前线,不时传来嘶心裂肺的惨叫嘶吼声,战马的悲鸣声,马匹倒地的轰然大响,夹杂在密集的火炮发射声中。
肃杀,残酷。
明军阵中,响起嘲讽的叫骂声:“跑,跑,龟孙子的,鹌鹑!”
“蠢物,备怠货,直娘贼,还不如个鹌鹑!”
如此嚣张,可太让人生气了。
可架不住明军火炮,火枪打的太猛了,顺军还是被打的屁滚尿流,在冰天雪地中跑的筋疲力尽,摔打的鼻青脸肿。
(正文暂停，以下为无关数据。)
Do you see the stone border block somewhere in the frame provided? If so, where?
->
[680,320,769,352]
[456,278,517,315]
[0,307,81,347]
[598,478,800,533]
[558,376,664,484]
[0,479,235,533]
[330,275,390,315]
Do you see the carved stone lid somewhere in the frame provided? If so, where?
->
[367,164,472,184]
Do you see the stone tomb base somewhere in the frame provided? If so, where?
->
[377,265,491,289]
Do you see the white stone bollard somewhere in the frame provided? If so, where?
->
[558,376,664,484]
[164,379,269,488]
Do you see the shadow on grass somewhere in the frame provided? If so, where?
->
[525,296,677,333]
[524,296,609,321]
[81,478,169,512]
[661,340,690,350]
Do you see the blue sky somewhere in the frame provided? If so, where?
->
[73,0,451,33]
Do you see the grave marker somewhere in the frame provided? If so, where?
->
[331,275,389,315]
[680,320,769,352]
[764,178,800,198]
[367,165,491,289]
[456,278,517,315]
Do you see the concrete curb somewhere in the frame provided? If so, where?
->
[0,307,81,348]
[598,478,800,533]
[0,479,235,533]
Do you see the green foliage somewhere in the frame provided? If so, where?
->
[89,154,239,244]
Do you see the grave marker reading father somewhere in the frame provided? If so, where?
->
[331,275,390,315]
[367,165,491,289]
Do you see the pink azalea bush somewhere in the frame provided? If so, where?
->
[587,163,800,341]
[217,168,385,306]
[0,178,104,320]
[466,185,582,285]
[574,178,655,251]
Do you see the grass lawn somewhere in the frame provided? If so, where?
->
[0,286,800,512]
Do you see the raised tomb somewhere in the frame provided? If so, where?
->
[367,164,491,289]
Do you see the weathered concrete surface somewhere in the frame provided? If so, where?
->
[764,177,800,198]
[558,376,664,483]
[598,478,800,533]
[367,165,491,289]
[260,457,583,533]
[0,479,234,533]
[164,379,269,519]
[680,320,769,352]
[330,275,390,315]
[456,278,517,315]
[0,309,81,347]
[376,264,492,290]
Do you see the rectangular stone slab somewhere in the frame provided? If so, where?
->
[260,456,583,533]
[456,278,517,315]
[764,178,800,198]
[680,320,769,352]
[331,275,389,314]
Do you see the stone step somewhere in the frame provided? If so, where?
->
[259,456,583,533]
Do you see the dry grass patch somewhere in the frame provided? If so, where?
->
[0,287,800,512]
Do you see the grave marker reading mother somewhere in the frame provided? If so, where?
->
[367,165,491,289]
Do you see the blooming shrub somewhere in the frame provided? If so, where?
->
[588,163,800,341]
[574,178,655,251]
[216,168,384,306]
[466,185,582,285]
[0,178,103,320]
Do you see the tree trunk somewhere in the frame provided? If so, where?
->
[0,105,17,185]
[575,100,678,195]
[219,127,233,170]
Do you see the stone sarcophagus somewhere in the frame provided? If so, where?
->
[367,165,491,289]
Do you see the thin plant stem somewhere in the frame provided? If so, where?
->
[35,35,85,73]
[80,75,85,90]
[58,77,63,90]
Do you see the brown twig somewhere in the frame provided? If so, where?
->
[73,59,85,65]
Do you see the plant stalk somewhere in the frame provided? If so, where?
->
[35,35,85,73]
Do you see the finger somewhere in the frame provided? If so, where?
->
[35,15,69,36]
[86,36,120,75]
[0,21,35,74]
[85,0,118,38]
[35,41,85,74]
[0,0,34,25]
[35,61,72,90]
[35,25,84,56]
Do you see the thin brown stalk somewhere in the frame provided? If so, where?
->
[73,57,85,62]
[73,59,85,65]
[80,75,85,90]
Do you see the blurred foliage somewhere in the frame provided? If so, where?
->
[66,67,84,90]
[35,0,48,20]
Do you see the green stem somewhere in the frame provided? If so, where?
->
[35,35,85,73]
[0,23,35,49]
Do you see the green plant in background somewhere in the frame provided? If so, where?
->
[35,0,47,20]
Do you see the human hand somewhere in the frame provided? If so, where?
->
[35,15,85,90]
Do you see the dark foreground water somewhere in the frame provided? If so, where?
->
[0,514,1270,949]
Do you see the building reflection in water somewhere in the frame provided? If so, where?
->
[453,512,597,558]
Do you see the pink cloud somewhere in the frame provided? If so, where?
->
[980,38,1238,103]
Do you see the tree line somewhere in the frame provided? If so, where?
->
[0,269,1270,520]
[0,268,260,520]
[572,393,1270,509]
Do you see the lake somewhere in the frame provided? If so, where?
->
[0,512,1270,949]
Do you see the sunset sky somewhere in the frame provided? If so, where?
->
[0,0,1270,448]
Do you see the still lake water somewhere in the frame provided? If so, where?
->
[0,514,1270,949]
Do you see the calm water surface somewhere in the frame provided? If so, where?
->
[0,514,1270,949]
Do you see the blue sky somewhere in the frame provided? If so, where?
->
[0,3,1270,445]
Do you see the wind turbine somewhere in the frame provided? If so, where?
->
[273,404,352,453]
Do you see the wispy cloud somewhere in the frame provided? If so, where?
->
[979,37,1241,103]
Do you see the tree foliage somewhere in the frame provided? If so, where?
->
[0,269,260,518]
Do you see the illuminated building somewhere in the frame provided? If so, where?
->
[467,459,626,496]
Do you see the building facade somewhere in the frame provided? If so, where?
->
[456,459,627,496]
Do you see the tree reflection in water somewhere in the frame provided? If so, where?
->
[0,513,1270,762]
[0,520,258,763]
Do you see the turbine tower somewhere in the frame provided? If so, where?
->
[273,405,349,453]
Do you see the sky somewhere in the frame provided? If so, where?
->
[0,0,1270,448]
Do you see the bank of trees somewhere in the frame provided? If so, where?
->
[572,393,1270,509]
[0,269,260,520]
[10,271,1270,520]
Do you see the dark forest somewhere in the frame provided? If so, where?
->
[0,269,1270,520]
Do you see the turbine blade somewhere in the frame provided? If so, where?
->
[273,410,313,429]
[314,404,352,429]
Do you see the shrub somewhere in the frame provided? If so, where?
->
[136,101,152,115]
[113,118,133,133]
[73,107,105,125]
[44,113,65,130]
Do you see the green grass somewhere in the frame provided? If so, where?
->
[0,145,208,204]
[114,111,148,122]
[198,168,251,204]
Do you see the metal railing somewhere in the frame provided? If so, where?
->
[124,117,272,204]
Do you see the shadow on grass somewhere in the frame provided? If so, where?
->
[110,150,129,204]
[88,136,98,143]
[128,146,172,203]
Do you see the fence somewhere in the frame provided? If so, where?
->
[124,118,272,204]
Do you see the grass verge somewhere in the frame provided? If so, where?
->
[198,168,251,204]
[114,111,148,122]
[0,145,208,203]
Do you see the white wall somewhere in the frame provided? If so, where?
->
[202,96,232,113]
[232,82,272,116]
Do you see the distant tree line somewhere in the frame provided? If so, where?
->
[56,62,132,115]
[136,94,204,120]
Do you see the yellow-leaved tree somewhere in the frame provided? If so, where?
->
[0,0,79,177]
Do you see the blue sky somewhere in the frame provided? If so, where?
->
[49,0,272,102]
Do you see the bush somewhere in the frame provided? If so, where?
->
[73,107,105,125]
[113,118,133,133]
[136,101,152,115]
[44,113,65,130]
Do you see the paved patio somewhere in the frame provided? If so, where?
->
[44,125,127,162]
财大气粗的凤威军,最擅长也最喜欢用火力欺负人,定装火药,炮弹,铳子不要钱一般的轰出去,血肉之躯如何与火药炮弹抗衡?
管你是天兵天将还是地府夜叉,通通撩倒。
三十多门三磅青铜步兵炮,在顺军面前撒着欢,足足轰了两个时辰,到饭点了才停止了炮击。
明军骂骂咧咧的收队,推着炮车回营吃饭去了。
“泽侯。。。。。。”
副帅李锦实在看不下去了,这个仗打的太憋屈了:“泽侯,明军这是拿咱练兵呢!”
田见秀如何看不出来?
这么明显的事儿,这股明军越打越精锐,火器越来越犀利,越来越嚣张放肆了。
“得想个法子了。”
田见秀嘴角抽搐,低低道:“传令下去,挖沟,筑墙!”
远处,怀庆水寨。
“哎哟哟!”
颜继祖举着千里镜,怪叫起来:“快看,快看!”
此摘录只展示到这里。